Benjamin’s Critique of a Spectrum Commons
Stuart Benjamin has posted Spectrum Abundance and the Choice Between Private and Public Control on SSRN. This paper attacks the spectrum-commons position (associated with Larry Lessig and Jochai Benkler). Here is the abstract:
- Prominent commentators have recently proposed that the government allocate significant portions of the radio spectrum as a wireless commons. The problem for commons proposals is that truly open access leads to interference, which renders a commons unattractive. Those advocating a commons assert, however, that a network comprising devices that operate at low power and repeat each other’s messages can eliminate the interference problem. They contend that this possibility renders spectrum commons more efficient than privately owned spectrum, and in fact that private owners would not create these abundant networks (as I call them) in the first place. In this Article I argue that these assertions are not well-founded, and that efficiency considerations favor private ownership of the spectrum.

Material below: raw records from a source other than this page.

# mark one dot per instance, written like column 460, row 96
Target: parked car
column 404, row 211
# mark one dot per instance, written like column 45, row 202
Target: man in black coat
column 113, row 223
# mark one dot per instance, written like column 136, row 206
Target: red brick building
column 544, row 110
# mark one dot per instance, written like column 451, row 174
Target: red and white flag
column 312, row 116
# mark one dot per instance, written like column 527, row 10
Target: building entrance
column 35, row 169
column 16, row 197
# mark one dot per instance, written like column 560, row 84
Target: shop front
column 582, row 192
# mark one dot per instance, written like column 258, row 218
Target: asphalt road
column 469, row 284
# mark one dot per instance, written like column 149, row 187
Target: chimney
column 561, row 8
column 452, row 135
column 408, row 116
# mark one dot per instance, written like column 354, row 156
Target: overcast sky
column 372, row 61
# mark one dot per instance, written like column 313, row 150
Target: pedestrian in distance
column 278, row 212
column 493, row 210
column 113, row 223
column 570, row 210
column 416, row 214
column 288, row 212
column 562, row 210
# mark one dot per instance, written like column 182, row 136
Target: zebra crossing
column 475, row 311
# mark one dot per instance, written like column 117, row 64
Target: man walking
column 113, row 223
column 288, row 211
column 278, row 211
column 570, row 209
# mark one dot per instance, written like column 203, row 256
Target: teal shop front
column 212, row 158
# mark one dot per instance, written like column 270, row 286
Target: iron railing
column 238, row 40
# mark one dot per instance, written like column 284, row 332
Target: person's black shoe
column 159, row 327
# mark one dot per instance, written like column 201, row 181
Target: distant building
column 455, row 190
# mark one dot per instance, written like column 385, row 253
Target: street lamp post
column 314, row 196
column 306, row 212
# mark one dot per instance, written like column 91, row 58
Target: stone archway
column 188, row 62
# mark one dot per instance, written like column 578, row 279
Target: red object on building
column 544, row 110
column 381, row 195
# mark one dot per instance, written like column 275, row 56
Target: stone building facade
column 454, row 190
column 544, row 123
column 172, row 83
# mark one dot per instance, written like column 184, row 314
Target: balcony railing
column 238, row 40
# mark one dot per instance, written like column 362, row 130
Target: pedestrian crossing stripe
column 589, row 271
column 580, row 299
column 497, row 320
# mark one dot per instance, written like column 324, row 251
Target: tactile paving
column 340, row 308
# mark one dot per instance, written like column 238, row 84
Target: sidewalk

Those advocating a commons do not propose a network in which anyone can transmit as she pleases. The abundant networks they envision involve significant control over the devices that will be allowed to transmit. On the question whether private entities will create these abundant networks, commons advocates emphasize the transaction costs of aggregating spectrum, but those costs can be avoided via allotment of spectrum in large swaths. The comparative question of the efficiency of private versus public control, meanwhile, entails an evaluation of the implications of the profit motive (enhanced ability and desire to devise the best networks, but also the desire to attain monopoly power) versus properties of government action (the avoidance of private monopoly, but also a cumbersome process than can be subject to rent-seeking). The deciding factor, in my view, is that these networks might not develop as planned, and so the flexibility entailed by private ownership – as well as the shifting of the risk of failure from taxpayers to shareholders – makes private ownership the better option.
The unattractiveness of a commons in this context casts serious doubt on the desirability of commons more generally. Commons proponents have championed abundant networks because those networks avoid interference problems. If private ownership is a more efficient means of creating abundant networks, then the same would almost certainly be true for networks that run the risk of interference. Most uses of spectrum are subject to interference, so the failure of the commons advocates’ arguments undermines the appeal of a commons for most potential uses of spectrum.
If you are interested in communications regulation, this is a must read.